2. The addition of the incentive makes the ask from Budweiser India seem far worse than what it already is when you consider that it goes to the influencers and not the economically disadvantaged people being featured along with them. The result is that they are treated as props for a brand’s marketing even as someone is bound to argue that ‘some good’ is coming out of it. That could well be the logic the client and agency may have used to green-light this campaign.
3. Then there is the question of consent and power equation. Why would a ‘watchman, security guard, house help, lift guard, driver, sweeper, waterman‘ (quoting from the brief) agree to pose for a photo that will be shared widely on social media channels? Is it because their employer is asking them to, and ‘what would happen if I refuse?’? Do they fully understand why their employer is asking to pose for a photo and that they are being asked to do so for something the Government is offering freely? And worse, are they aware that those who are asking to pose are getting free beer and t-shirt for their act of charity?

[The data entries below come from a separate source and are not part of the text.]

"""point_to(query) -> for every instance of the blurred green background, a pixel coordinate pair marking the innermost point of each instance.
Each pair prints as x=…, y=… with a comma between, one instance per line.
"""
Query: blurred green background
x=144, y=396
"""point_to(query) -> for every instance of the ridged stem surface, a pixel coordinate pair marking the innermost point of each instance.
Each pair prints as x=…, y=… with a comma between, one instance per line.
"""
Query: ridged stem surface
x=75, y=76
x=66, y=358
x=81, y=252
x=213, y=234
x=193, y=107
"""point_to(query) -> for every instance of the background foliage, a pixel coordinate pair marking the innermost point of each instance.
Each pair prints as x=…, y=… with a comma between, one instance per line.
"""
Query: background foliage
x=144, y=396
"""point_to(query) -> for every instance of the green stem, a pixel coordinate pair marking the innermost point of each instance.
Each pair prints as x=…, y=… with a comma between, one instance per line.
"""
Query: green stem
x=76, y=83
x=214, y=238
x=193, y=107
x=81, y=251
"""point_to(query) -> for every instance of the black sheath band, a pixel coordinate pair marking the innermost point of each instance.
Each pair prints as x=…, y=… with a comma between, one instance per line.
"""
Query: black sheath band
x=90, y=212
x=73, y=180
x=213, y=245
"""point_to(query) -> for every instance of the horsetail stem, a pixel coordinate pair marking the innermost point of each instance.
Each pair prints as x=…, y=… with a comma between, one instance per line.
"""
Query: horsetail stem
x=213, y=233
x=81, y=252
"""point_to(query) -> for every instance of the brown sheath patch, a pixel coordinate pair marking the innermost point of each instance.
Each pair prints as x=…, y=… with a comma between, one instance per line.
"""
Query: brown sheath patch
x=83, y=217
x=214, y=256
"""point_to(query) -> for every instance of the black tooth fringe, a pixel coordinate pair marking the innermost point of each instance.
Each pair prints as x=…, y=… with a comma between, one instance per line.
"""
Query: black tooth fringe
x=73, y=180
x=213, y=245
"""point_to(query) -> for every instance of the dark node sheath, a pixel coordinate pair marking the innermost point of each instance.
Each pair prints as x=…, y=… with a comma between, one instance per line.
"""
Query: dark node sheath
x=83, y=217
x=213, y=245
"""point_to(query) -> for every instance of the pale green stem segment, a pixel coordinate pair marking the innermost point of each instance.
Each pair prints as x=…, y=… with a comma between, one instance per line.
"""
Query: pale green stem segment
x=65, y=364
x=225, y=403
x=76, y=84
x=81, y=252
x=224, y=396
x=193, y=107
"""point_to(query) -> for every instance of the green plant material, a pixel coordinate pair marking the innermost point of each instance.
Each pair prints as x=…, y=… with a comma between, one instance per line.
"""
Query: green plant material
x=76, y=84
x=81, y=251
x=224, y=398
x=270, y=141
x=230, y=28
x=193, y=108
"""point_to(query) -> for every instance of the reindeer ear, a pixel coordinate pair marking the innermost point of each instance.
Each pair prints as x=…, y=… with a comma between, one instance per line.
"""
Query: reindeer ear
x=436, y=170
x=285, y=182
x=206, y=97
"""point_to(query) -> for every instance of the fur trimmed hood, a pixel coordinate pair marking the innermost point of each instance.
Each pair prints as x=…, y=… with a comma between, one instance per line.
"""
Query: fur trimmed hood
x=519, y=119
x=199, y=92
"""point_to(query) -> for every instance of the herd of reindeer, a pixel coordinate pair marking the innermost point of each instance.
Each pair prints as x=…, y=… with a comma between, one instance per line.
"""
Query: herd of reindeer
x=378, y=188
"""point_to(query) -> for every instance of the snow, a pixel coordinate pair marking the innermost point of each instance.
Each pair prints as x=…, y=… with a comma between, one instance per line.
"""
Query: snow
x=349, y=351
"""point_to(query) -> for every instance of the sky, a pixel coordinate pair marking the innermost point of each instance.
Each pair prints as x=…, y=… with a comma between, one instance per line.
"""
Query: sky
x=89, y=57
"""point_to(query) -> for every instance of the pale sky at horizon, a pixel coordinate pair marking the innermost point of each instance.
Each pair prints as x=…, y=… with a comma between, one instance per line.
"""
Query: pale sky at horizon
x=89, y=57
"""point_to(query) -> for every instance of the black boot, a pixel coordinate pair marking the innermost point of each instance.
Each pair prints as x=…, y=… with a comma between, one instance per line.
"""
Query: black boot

While I do not want to assume that all the influencers who took part in Budweiser’s campaign did not share all the details appropriately, I’m reasonably sure some may not have. But, to a large extent, the sharing of details could be akin to how we get ‘terms of service’ from social media platforms – the quick and impatient version says, “Your data will be shared with advertisers”. The detailed version that we usually scroll away quickly to get to the ‘I agree’ button has all the details that may not be entirely agreeable. The quick version is short for a reason.
Alcohol brands already have a lot of regulations to abide by in advertising and promotions that make their communications efforts difficult. The last thing they need is to run a classist online campaign that reeks of thoughtless tactics and highlights the privilege of influencers so explicitly.